Elena
2009 Mexico
Elena
Sometimes we are compelled to share a story, even though we know we cannot fully capture the experience. The story is not unlike the photographer framing a shot in order to capture, remember and share the cherished moment. No matter how you tell the story, no matter how far back you pull your camera’s wide-angled lens, you know that you will never be able to capture the experience in any re-created form. Still, you feel compelled to tell the story, when it is a story of resurrection and hope.
It begins with our Spanish immersion class, traveling to a barranca (ravine) at the edge of Cuernavaca, in the neighborhood called Altavista. We walked for fifteen minutes down an almost vertical pathway to visit the home of Elena, a single mother. She and her four children live in a one-room house that is about twice the size of my church office. The house is made of cement and a corrugated metal roof. The roof is new; only a few months ago the family lived under a roof full of holes that leaked whenever it rained. It rains almost every day in Cuernavaca.
Elena was born in the neighboring state of Guerrero, one of the poorest states in a poor country. She married when she was sixteen and gave birth to her first child in the first year of her marriage. Three more children followed, nearly one every year for the first four years of marriage.

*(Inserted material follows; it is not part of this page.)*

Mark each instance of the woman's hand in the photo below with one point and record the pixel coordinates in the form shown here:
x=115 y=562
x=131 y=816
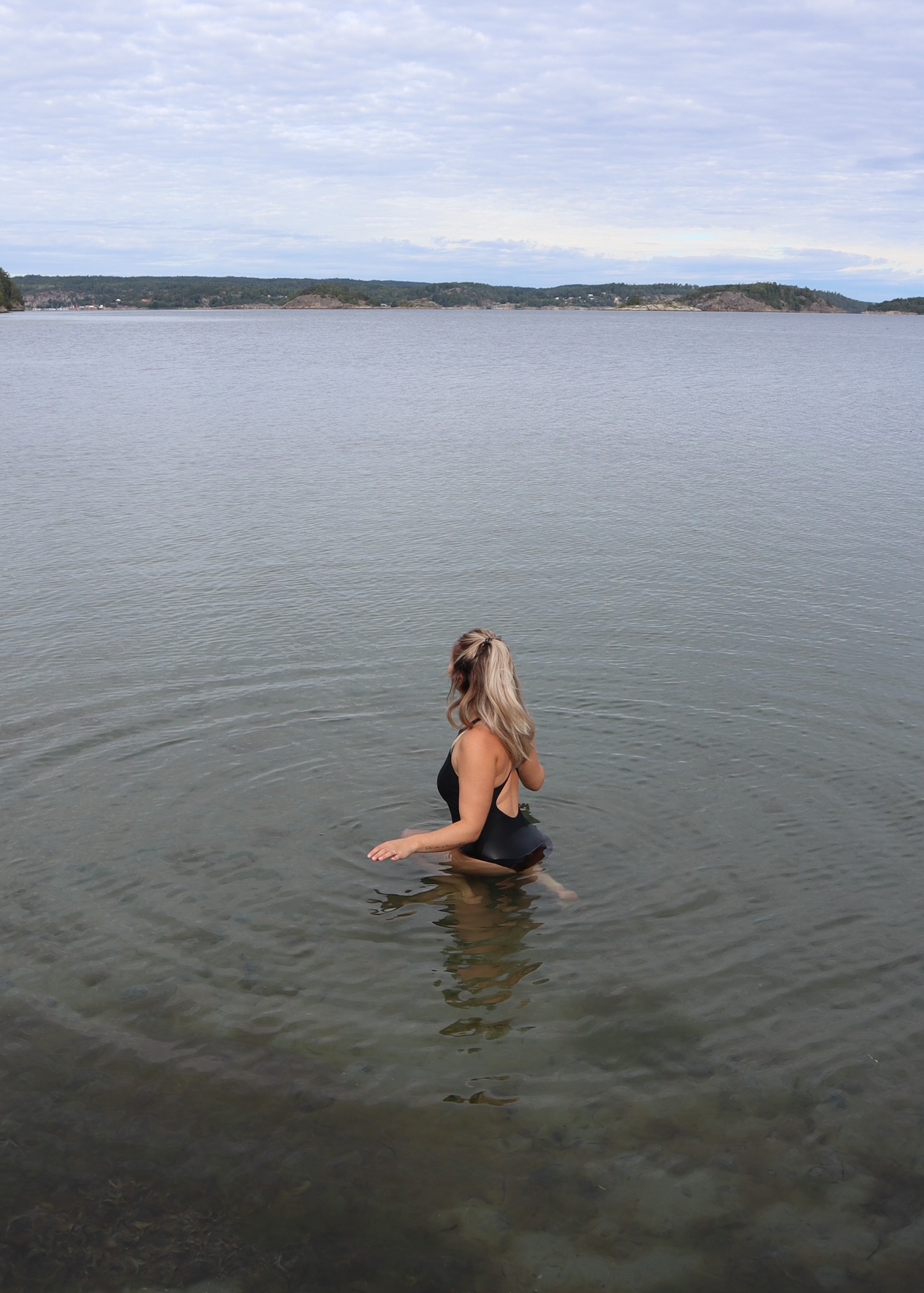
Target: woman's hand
x=395 y=850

Elena’s husband was abusive. He threatened to kill her if she left him. She would cry in the night. Whenever she was asked what was wrong, she would only say, “nothing…nothing.” Her own family counseled her to stay in the marriage because her vows are “sacred.” One day she asked her husband if things could change. He told her that “she was a woman and knew nothing; she was a woman and was worthless; she was a woman and was nothing without him.” It was in that moment, she tells us, that she realized he would continue to abuse her. She realized that she would continue to have more children who would only be sent to work from dawn until dark in the fields. And so she decided to take her four children, one only three months old, and leave.
Elena had nowhere to go, except for an aunt she knew in Cuernavaca, a city far from her home. Her aunt helped her find a job cleaning houses and secured a little patch of ground near the bottom of this ravine.

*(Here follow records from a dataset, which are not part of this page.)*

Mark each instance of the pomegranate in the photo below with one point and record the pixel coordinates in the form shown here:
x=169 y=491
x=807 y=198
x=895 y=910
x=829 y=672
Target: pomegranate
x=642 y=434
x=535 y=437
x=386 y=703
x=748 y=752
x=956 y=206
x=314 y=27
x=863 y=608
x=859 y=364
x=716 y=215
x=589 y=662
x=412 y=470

The lack of money makes everything more difficult. In Mexico public education is free, but there is still a 500 peso (about $50 U.S.) registration fee for each child, due on the first day of school. The children are also required to have uniforms, notebooks, pencils, and textbooks, none of which is provided by the school. This family’s income is about 900 pesos (about $90) a week.
In the face of all of these challenges, there is something impossible happening here, something as impossible as resurrection. In this home there is new life, joy, faith, hope, dreams, laughter and love, mostly love. And it is a firey love, the love that walks miles with four very young children, protecting them from death. It is the kind of love that forbids the children from cursing their abusive father, so that it does not sow bitterness in their young hearts. It is the kind of love that shares with others in the neighborhood, “who are worse off.”

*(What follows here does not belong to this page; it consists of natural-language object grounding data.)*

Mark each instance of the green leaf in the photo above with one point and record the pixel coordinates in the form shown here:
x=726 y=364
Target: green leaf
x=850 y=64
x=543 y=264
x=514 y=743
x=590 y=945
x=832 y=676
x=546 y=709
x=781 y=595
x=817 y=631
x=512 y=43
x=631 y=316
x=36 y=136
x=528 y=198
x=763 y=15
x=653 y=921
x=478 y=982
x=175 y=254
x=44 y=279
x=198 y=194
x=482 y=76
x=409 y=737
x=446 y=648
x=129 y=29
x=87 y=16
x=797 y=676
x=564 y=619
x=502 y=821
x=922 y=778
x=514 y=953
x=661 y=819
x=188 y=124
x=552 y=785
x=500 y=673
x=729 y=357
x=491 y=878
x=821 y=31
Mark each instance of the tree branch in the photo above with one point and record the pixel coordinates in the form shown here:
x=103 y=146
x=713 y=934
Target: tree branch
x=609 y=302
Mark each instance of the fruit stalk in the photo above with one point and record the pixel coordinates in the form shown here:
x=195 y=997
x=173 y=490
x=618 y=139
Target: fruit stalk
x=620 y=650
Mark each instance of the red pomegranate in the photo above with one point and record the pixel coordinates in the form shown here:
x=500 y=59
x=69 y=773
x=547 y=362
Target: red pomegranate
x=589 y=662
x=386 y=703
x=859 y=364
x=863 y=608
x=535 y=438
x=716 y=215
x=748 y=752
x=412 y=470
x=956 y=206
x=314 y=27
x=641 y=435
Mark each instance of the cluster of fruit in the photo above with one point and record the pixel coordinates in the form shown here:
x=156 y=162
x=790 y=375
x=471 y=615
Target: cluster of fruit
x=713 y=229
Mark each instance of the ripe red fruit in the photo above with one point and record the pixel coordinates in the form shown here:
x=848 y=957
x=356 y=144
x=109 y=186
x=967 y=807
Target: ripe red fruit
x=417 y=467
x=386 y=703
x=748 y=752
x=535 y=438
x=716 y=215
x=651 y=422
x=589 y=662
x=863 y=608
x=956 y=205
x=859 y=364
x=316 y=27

Elena has been a little nervous as she tells us her story, often wiping away tears. But she has a strength, which binds this family in love. “Where did she find her strength?” one of our group asks. Her answer was not in the abstract. She talked about one of our teachers, who she met at church. Our teacher had noticed that she always seemed so sad, often crying during the mass, but she noticed the tenderness Elena shared with her children. They became friends, and our teacher’s small group began to help her in many different ways, offering encouragement, sometimes providing food or school supplies, always providing support and more encouragement.
As we are preparing to leave, one of our teachers tells us why we are here. “You have not been brought here to feel bad for this woman, to think what a sad story it is, what a hard life she leads. You have been brought here to understand that she is not the only one, that her neighbors have similar stories, that there are others throughout the country with stories like this, and that there are people in our communities back home who have stories just like this. They are some of the hardest working people in the world who struggle to afford something as simples a notebooks and pencils for their children at the beginning of the school your. Remember them. You need them as much as they need you.”
My journal entry for this night following our visit calls to mind the beatitudes, which are engraved on the cathedral door in Cuernavaca. In Spanish the verb is “tienen” — so the beatitude reads, “Blessed are those who have the spirit of the poor.” God bless Elena. God bless the poor. God bless those who work with the poor. God bless all your children. God bless us and our spirit.